Oil prices jumped yesterday as OPEC nations moved towards extending daily oil output caps that help the price of crude rise strongly this year. Ministers from the 14-nation Organization of the Petroleum Exporting Countries (OPEC) were meeting in Vienna yesterday to discuss output, before gathering a day later for OPEC+ -- which is a grouping of 24 oil-producing countries that includes Russia and accounts for almost half of global crude.

“Everyone supported the proposition to extend for nine months the limits agreed in December,” Novak said after a gathering of oil ministers and before the cartel’s main meeting later Monday. OPEC and its oil-producer allies had decided in December to trim daily crude output by 1.2 million barrels after prices  tanked at the end of last year on fears of slower global growth. This helped crude  prices jump by a third in the first quarter of the year, boosting revenue for oil producing nations, but the deal ran only through to the end of June.

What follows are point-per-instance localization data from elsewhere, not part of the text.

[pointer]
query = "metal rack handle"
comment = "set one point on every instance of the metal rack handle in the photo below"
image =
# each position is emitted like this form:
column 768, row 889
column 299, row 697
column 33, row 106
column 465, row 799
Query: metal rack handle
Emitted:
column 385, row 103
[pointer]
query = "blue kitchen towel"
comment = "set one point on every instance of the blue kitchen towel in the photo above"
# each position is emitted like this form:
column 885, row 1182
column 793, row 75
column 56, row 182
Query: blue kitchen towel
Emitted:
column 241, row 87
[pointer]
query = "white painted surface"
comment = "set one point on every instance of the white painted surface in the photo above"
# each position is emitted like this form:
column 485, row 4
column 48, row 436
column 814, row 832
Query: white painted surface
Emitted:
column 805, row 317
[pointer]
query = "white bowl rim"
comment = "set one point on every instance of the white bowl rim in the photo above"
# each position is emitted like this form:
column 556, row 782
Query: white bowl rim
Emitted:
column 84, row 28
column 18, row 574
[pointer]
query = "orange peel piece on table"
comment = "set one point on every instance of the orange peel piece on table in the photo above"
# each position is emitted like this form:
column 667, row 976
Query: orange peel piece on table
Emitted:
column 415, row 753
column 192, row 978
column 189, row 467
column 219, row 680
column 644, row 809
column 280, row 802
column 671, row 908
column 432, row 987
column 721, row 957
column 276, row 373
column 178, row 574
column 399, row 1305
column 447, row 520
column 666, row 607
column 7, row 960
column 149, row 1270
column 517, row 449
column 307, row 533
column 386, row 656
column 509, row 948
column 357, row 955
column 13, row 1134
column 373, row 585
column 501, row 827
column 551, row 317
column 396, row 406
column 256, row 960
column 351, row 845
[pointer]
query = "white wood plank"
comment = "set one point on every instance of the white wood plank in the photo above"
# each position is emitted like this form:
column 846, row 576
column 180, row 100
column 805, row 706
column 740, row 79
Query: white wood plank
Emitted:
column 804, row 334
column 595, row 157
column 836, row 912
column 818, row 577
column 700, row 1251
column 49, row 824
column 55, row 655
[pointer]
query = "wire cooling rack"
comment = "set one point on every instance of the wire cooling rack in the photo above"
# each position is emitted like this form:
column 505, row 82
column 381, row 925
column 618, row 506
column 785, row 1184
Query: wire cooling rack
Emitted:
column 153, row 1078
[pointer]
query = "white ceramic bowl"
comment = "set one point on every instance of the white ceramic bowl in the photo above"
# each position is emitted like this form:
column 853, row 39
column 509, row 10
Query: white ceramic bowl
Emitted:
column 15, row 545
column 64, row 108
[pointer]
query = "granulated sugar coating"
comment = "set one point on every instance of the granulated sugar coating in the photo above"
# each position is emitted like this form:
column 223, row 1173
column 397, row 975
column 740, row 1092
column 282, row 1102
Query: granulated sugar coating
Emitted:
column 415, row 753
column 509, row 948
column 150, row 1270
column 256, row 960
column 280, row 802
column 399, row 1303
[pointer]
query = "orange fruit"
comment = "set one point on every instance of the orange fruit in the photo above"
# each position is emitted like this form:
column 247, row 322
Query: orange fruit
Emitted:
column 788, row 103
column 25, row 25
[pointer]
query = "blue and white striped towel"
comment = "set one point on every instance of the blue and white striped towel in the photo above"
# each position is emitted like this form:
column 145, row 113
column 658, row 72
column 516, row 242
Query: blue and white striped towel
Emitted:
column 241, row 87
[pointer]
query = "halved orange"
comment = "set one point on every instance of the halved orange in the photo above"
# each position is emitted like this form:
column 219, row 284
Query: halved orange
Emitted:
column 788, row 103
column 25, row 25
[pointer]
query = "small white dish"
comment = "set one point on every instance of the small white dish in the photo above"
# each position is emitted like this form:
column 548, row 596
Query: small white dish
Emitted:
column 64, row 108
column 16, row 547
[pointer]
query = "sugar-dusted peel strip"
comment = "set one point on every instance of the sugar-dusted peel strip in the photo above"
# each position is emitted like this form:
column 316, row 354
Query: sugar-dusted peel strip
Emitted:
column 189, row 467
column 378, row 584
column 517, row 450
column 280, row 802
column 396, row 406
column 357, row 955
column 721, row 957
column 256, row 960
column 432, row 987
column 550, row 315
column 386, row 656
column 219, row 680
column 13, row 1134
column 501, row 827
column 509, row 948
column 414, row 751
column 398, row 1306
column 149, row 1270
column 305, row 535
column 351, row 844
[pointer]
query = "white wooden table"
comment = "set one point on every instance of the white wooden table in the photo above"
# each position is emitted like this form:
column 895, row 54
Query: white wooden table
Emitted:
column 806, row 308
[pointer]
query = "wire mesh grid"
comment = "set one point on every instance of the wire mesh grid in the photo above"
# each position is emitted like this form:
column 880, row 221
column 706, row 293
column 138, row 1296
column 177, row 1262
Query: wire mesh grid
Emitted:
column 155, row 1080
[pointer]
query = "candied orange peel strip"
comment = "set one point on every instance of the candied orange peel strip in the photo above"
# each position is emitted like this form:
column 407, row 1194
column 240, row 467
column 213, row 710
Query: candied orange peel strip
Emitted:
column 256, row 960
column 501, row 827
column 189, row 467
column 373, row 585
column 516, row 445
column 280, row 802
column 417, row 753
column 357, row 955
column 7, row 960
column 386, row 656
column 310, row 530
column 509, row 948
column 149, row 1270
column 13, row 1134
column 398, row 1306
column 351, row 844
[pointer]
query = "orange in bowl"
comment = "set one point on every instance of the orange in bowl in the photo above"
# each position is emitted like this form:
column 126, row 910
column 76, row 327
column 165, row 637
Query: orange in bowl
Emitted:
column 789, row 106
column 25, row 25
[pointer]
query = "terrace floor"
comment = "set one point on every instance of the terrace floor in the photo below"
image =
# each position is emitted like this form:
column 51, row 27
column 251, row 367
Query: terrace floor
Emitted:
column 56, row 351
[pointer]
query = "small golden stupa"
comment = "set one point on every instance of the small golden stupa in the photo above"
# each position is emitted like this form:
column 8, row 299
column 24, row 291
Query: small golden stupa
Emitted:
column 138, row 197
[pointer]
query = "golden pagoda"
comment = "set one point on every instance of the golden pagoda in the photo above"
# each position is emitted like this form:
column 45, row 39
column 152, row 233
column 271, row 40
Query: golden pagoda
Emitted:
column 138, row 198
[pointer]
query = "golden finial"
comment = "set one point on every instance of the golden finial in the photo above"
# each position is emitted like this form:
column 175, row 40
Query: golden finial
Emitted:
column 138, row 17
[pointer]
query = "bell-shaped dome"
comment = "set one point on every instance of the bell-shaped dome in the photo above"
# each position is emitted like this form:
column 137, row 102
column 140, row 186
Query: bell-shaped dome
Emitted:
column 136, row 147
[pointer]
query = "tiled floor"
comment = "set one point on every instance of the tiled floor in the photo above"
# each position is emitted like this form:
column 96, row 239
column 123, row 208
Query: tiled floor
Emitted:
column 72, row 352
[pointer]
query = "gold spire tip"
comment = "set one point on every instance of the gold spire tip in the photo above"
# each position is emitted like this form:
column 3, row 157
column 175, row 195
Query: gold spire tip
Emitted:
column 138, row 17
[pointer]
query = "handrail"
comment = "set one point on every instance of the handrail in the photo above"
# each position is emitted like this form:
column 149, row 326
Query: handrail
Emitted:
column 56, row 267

Russian President Vladimir Putin and Saudi Arabia grabbed the headlines on Saturday with an agreement to extend the deal, which has helped soak up extra supplies on the market. Putin announced that the pair agreed on the sidelines of the G20 in Osaka on an extension of between six and nine months. The news sent New York oil prices shooting above $60 per barrel on Monday for the first time since May, with sentiment also buoyed by rising global equities after Washington and Beijing agreed to restart trade talks. 

In afternoon deals, West Texas Intermediate crude for August delivery stood at $60.17, up 2.9 percent in value. However, the Russian-Saudi deal news sparked consternation among some major oil players, despite the fact that there is widespread support for an extension. Nigeria’s delegation chief meanwhile played down talk that Riyadh and Moscow were “ganging together” in a deal that could potentially herald the death of OPEC. “I  wouldn’t agree that OPEC is dying,” said Dr Folasade Yemi-Esan, Permanent Secretary at Nigeria’s Ministry of Petroleum Resources.

“If 24 countries are committed to working together, if those countries are still committed to this cooperation, I don’t see how death is coming.” United Arab Emirates Energy Minister Suhail al-Mazrouei also voiced his support for an extension -- but stressed that any nation could still veto the Osaka agreement.

“Each country’s voice counts and each country can veto a decision,” Mazrouei stated. Saudi Arabia’s energy minister Khalid al-Falih, arriving in Vienna early on Sunday, declared that he wanted the cutbacks which began in January to be extended by nine more months to March 2020.